Only about 5 percent of U.S. women use the most effective contraceptives _ a matchstick-sized implant named Implanon or intrauterine devices known as IUDs. Once inserted, they prevent pregnancy for three, five or 10 years. But Dr. Jeffrey Peipert of Washington University in St. Louis says many women turn them down because of a higher upfront cost that insurance hasn’t always covered _ even though years of pills can cost as much.

“How can we cover Viagra and not IUDs?” wonders Peipert, who is leading the new study.

The answer is moral: impotence is a medical condition, and artificial contraception is an option. But liberals always want to suggest funding Viagra and not contraceptives for women is sexist.

Peipert’s study proclaims in its abstract that it’s intended to be promotional:

OBJECTIVE: To promote the use of long-acting reversible contraceptive (LARC) methods (intrauterine devices [IUDs] and implants) and provide contraception at no cost to a large cohort of participants in an effort to reduce unintended pregnancies in our region.

The study also used some teenagers, and the idea that ObamaCare will pay for birth control implants for high-school kids is a moral issue, not just a “public health” issue.

A Nexis search finds the May 2009 edition of the journal Contemporary Sexuality reported "Jeffrey F. Peipert, MD, PhD, a professor at Washington University in St. Louis School of Medicine, is attempting to do just that [promote LARC]. The medical school has received $12 million from an anonymous donor for a multi-year, cohort study involving 10,000 women." So who's the donor? Perhaps....a manufacturer of LARC devices? AP doesn't seem to find this question worth asking.
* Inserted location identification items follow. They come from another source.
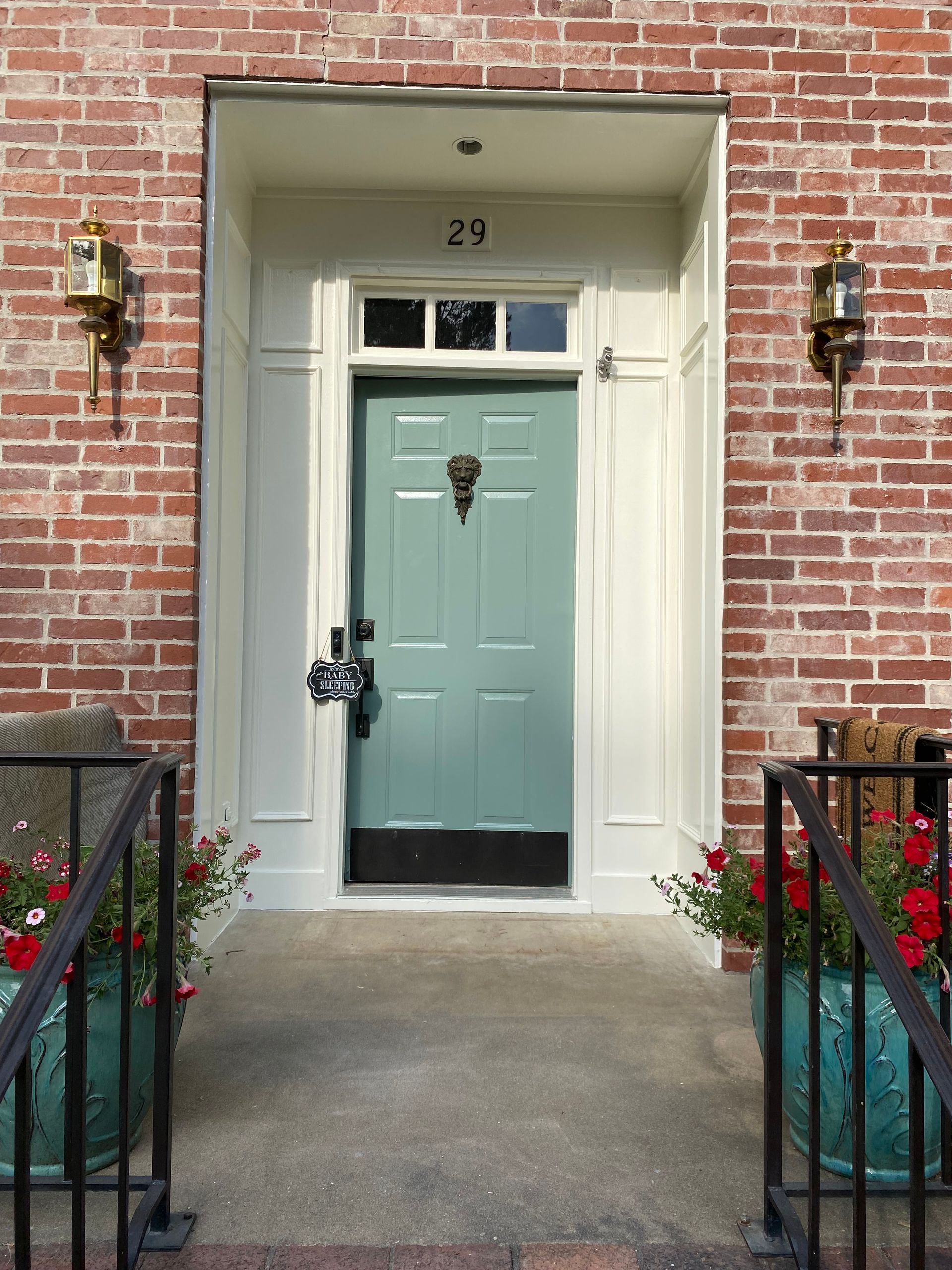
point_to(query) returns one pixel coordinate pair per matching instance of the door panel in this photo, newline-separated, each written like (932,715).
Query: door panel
(506,567)
(468,766)
(418,568)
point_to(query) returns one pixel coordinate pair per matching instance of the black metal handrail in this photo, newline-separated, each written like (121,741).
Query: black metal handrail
(153,1225)
(930,1049)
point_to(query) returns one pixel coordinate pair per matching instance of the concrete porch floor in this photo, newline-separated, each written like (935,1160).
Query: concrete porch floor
(461,1079)
(380,1079)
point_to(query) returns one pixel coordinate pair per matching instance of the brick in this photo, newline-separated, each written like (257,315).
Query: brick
(469,1257)
(327,1258)
(577,1257)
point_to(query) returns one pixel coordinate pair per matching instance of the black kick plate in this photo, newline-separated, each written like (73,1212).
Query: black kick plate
(460,858)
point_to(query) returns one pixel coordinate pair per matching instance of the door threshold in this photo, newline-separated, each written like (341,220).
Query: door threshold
(431,890)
AP even touted the research on Halloween 2010:

A major research study now taking place in St. Louis provides a glimpse of how things might change [under Obama’s health law].

The Contraceptive CHOICE Project is providing free birth control to as many as 10,000 women, tracking their decisions and the results. About 70 percent have chosen long-acting contraceptives such as IUDs (intrauterine devices) or implants, which are reversible and have a much lower failure rate than pills or condoms. The proportion of U.S. women using such methods remains low; part of the reason seems to be higher upfront cost.

"The shift we need to see in the United States is a shift away from methods like the pill and condoms to the most effective methods, like implants and IUDs," said Dr. Jeffrey Peipert, a principal investigator on the study. "And we'll only see that shift if somebody is willing to pay for it."